When I tell people the story of meeting Jason, I often find myself slightly horrified by the timeline: My mom died suddenly of a heart attack at age 58 and five weeks later I was trying on everything I owned, obsessing over what to wear on a first date. It makes me sound sort of frivolous, doesn’t it? Like I left my mom’s funeral and went straight to a party.

When my mom died on December 10, 2014, I was fast asleep more than 1,600 miles away in Flagstaff, Arizona. I would have been home for Christmas in eight days.

Four days later, as I lay on my parents’ couch in Indiana staring at the ceiling and hoping to a god I don’t believe in that somehow this was all just a big misunderstanding, I got a notification from OKCupid. Desperate for something else to think about, I opened the message. It was a thoughtful few paragraphs from a handsome, kind-looking dude with a great beard. I replied a day or two later with a brief summary of my situation: “you seem great but I’m kind of in the middle of the absolute worst moment of my life, so, um.”

At a time when I hated everything everyone said, I didn’t hate his reply. I found out later he’d worked on it for hours.

READ: The Year After My Dad’s Death Was the Best of My Life

After a few harrowing weeks back in Indiana with my dad and brother, I had to return to Flagstaff. I’d moved there for a job shortly before my mom died, and I really didn’t know anyone. I felt like I needed to do something other than sitting alone in my strange apartment, trying to comprehend this new, ruined version of my life, and so I set up a date with Jason.

There it is — did you hear it? That defensive explanation of my choice to go on a date after only a month of couch-sobbing?

Jason and Stefanie. (Courtesy of the author)

I asked him if we could meet for a shift at the food bank, because that was a thing I knew I could do for a couple of hours without crying, and in response he asked if he needed a current food handler’s license. He didn’t, but that’s just the kind of guy I now know him to be — mindful, prepared, and always willing to stand in line at the county clerk’s office, if necessary. After the food bank, we ate brisket and cried about our moms. His was abusive and they’ve been estranged for years.
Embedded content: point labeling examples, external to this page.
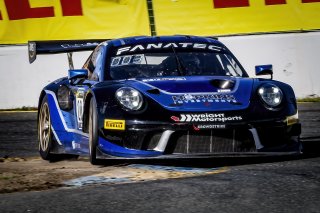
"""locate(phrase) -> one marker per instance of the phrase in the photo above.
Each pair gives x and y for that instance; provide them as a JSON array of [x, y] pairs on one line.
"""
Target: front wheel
[[93, 132], [45, 131]]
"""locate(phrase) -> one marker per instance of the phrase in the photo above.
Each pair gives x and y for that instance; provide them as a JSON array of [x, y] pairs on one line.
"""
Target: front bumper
[[160, 139]]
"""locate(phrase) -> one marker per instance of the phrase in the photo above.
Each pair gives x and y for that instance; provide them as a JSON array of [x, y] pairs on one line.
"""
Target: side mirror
[[77, 74], [264, 70]]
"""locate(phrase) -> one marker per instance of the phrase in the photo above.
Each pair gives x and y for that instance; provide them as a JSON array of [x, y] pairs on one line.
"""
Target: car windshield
[[173, 63]]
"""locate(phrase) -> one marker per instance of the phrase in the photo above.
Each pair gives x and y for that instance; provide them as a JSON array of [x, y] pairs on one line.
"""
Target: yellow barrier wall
[[23, 20], [227, 17]]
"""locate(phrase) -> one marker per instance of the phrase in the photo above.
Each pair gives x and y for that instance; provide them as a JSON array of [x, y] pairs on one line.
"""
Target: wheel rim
[[44, 126]]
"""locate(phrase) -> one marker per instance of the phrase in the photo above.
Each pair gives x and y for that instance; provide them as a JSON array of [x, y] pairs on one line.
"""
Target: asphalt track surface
[[254, 185]]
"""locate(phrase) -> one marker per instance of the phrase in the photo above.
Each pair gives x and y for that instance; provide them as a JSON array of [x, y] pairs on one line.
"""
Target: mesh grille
[[212, 142]]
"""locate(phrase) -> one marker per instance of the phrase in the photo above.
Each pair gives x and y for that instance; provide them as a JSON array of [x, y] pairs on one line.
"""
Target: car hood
[[197, 93]]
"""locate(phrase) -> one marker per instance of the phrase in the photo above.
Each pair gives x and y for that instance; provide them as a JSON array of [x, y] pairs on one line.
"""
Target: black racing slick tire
[[45, 131], [93, 132]]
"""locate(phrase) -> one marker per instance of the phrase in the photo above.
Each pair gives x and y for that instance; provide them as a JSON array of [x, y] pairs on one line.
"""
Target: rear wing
[[63, 46]]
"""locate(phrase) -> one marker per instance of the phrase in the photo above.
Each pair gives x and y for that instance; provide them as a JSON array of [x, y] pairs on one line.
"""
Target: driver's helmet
[[192, 64]]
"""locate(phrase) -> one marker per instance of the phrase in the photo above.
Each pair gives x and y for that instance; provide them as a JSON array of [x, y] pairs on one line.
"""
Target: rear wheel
[[93, 132], [45, 131]]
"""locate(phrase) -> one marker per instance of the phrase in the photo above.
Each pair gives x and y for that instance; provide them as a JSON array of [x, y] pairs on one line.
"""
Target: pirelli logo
[[114, 124]]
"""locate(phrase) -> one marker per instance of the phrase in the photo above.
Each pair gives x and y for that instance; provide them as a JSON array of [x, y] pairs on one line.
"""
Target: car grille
[[215, 141]]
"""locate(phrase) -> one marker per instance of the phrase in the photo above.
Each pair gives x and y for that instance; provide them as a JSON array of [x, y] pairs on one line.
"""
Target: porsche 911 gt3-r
[[165, 96]]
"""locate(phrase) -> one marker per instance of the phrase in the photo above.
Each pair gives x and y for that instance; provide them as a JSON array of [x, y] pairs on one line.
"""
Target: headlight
[[271, 95], [129, 98]]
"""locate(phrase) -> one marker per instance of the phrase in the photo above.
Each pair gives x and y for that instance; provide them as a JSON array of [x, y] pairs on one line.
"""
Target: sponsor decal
[[164, 79], [155, 46], [224, 90], [75, 145], [114, 124], [209, 126], [198, 98], [206, 117]]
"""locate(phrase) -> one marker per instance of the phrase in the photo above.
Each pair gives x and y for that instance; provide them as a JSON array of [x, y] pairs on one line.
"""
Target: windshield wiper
[[181, 68]]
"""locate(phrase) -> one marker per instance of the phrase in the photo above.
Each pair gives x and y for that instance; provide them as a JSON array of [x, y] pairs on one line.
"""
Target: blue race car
[[160, 97]]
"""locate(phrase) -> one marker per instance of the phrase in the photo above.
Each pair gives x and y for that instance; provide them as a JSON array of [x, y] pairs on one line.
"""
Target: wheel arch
[[41, 97]]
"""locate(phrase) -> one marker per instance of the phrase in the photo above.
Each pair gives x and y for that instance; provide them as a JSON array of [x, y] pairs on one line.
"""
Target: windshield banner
[[228, 17], [23, 20]]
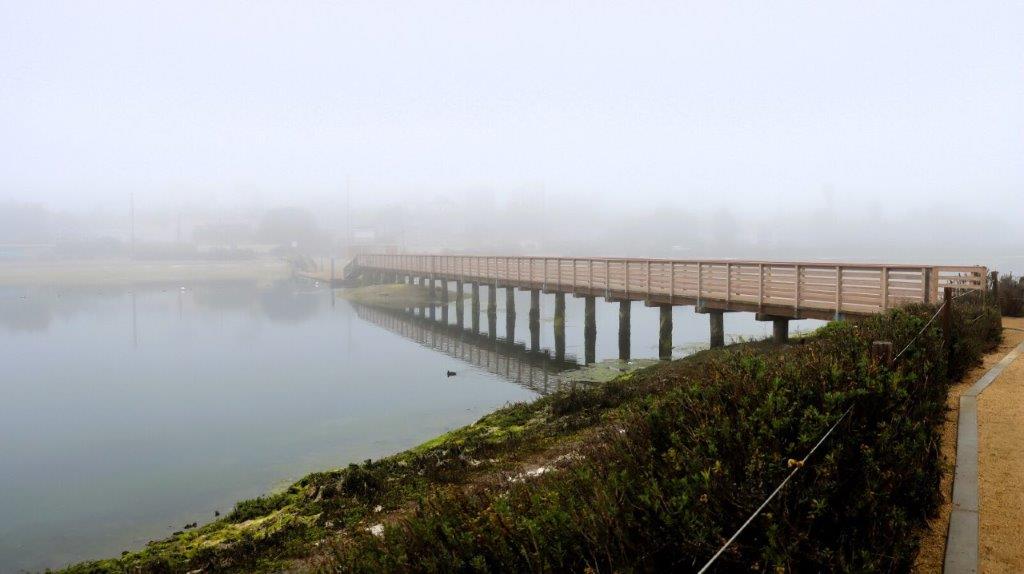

I had the best mom and lost her; he’d never had one, not really. He understood. We listened to music in my car. I actually smiled.

Before the date, I’d worried  that I wasn’t capable of happiness — not then and maybe not ever again. But Jason was just so easy to be around that eventually my worry shifted to guilt about being so happy, having so much fun with him, even as I was still grieving so hard.

I’m still a little incredulous when I think back to the early days of dating Jason. I can’t quite understand how he even saw me through all the fucking crying. I was so utterly broken. But here’s the thing about meeting someone in the immediate aftermath of the worst thing that has ever happened to you: You learn very quickly who they actually are. In my previous relationships I had a tendency to build people up to be better partners, better people than they really were. When I met Jason I had no energy to do anything but sit next to him on the couch and burst into tears when anything (everything) reminded me of my mom. He sat with me and held my hand and listened to my stories and helped me feel like I could function again. She was, and is, at the center of us.

It is fundamentally heartbreaking to meet the love of your life so soon after losing the person who was most fanatically committed to your happiness. For months I would pick up my phone to text my mom about something wonderful Jason had done or said, and one morning I actually took a picture of him standing at the sink washing dishes, smiling as I composed a caption that was sure to delight her. I still can’t quite wrap my brain around how much they would have loved each other. How they would have bonded over being the only two people in the family who aren’t obsessed with football. The swooning look she would have given me the first time he offered to wash the dishes. How excited she would have been to dance with him at our wedding.

Four days. That’s how narrowly they missed each other. Four fucking days.

Our wedding. How can it be that I will have a husband that my mom never met, never even knew about? Move to a city where she never knew I lived? Throw a huge party for everyone I know and dress up and dance and drink and let go of my rage at this horrible infinite tragedy generator of a world, even temporarily? Don’t I owe her more than that?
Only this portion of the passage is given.